California: Weather-Free Zone

W. H. Auden, native of a mild and rainy island, once said that North America’s climate — too hot, too cold, too rainy, too dry — is so extreme that it clearly isn’t intended for human life. And California? Too temperate.

I don’t necessarily agree with his other observations, but I sometimes agree that California is too temperate. Many of my Eastern friends think I’m boasting of the perfect weather here. I don’t think so. The fact is, I have always loved weather, and here there isn’t any. Just a pleasant vacuity where weather ought to be, the meteorological equivalent of Muzak.

I miss the change of seasons. Spring doesn’t mean much when roses bloom in January. Winter is a joke when snow is a once-in-a-century miracle. Some trees are showing fall colors, but their radiance is lost in the general dazzle. And what is summer without a thunderstorm?

I swear that one reason Californians have earned their reputation for goofy good nature (what I used to call “being laid back to the point of imbecility”) is that they can count on months and months of sunshine. It’s true that dark weather encourages emotional gloom. I am not suggesting that we all become Scandinavians, with that culture’s bipolar oscillation between wintry Kierkegaardian despair and frenetic summertime exuberance. I would just like a taste sometimes of the kind of weather that commands attention, that reminds me of risk and danger, that suits another mood than perky cheer. Weather with an edge, weather with some passion.

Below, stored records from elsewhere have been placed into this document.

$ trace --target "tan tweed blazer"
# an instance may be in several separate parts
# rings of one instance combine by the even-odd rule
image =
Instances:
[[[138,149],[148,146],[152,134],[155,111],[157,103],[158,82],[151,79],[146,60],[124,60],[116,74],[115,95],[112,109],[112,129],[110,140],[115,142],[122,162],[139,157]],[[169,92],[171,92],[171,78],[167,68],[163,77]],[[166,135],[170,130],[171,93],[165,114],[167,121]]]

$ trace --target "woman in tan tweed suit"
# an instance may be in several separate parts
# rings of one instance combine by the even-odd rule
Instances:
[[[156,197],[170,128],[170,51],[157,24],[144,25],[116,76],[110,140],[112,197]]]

I miss the slow buildup to a thunderstorm, the rising wind, blackening sky, the first shattering strokes of lightning, the onslaughts of rain, the sound and spectacle of great forces clashing, the still freshness afterward. I miss the occasional pensive grey day, what my mother always calls a good day to stay inside and sew. I miss variety. I miss appreciating the rare perfect days as the gift they are. I do try to keep enjoying the soft perfection of California weather, but people look at me as though I’m a lunatic when I say, “What a beautiful day.” Every day is equally beautiful here, thus equally bland and humdrum.

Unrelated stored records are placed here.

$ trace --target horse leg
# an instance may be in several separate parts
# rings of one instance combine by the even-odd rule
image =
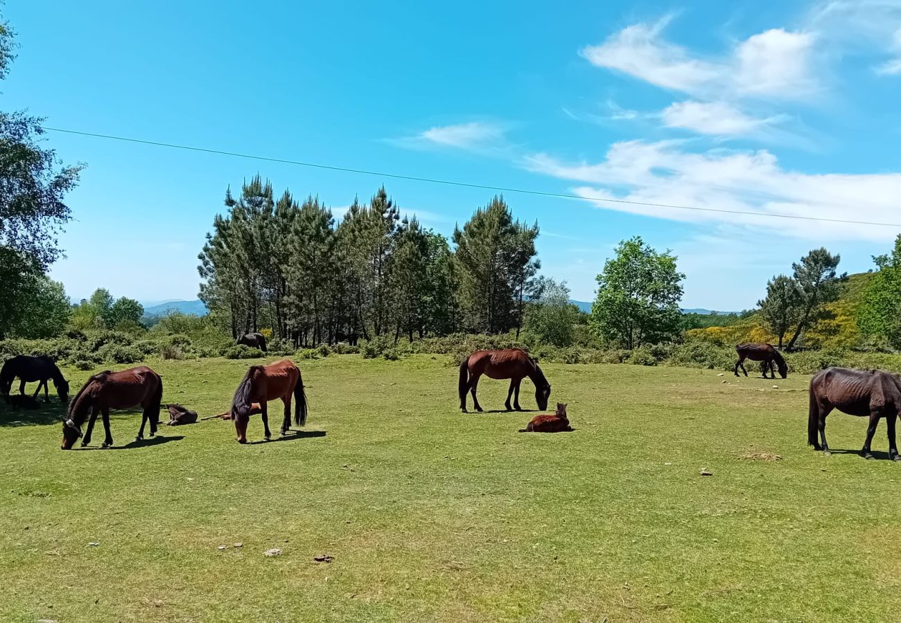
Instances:
[[[504,403],[504,406],[506,407],[506,410],[508,411],[513,411],[510,408],[510,399],[513,397],[513,390],[515,386],[516,386],[516,382],[513,379],[510,379],[510,389],[507,390],[507,402]]]
[[[106,430],[106,438],[104,440],[103,447],[112,447],[113,446],[113,431],[110,430],[110,410],[108,407],[104,407],[104,429]]]
[[[469,379],[469,393],[472,394],[472,406],[476,408],[476,411],[479,413],[482,412],[482,405],[478,403],[478,398],[476,397],[476,391],[478,389],[478,375],[473,375],[472,378]]]
[[[282,420],[281,436],[285,437],[291,429],[291,394],[282,396],[282,402],[285,403],[285,419]]]
[[[869,414],[869,426],[867,427],[867,440],[863,442],[863,449],[860,454],[868,460],[873,459],[873,453],[869,451],[869,445],[873,441],[873,435],[876,434],[876,426],[879,423],[880,414],[878,411],[872,411]]]
[[[81,438],[81,447],[84,447],[91,443],[91,433],[94,432],[94,422],[97,420],[97,413],[100,410],[95,407],[91,411],[91,419],[87,420],[87,429],[85,430],[85,437]]]
[[[895,438],[895,420],[897,414],[886,416],[886,425],[888,427],[888,458],[893,461],[901,461],[898,456],[897,441]]]
[[[820,431],[820,446],[823,453],[825,455],[832,454],[829,452],[829,444],[826,443],[826,416],[833,411],[832,405],[824,406],[820,405],[820,419],[816,423],[817,429]]]
[[[269,432],[269,413],[268,413],[268,402],[263,400],[259,403],[259,413],[263,419],[263,432],[266,436],[266,440],[268,441],[272,438],[272,433]]]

All this is in response to a completely outrageous headline in today’s San Jose Mercury News: “First storm in six months is expected Wednesday.”

The article continues that the storm “will end a long dry spell going back to May 21, when 0.10 inches of rain dropped into the San Jose Civic Center's rain gauge.”

I knew the weather was good when I moved here. But still. That’s outrageous.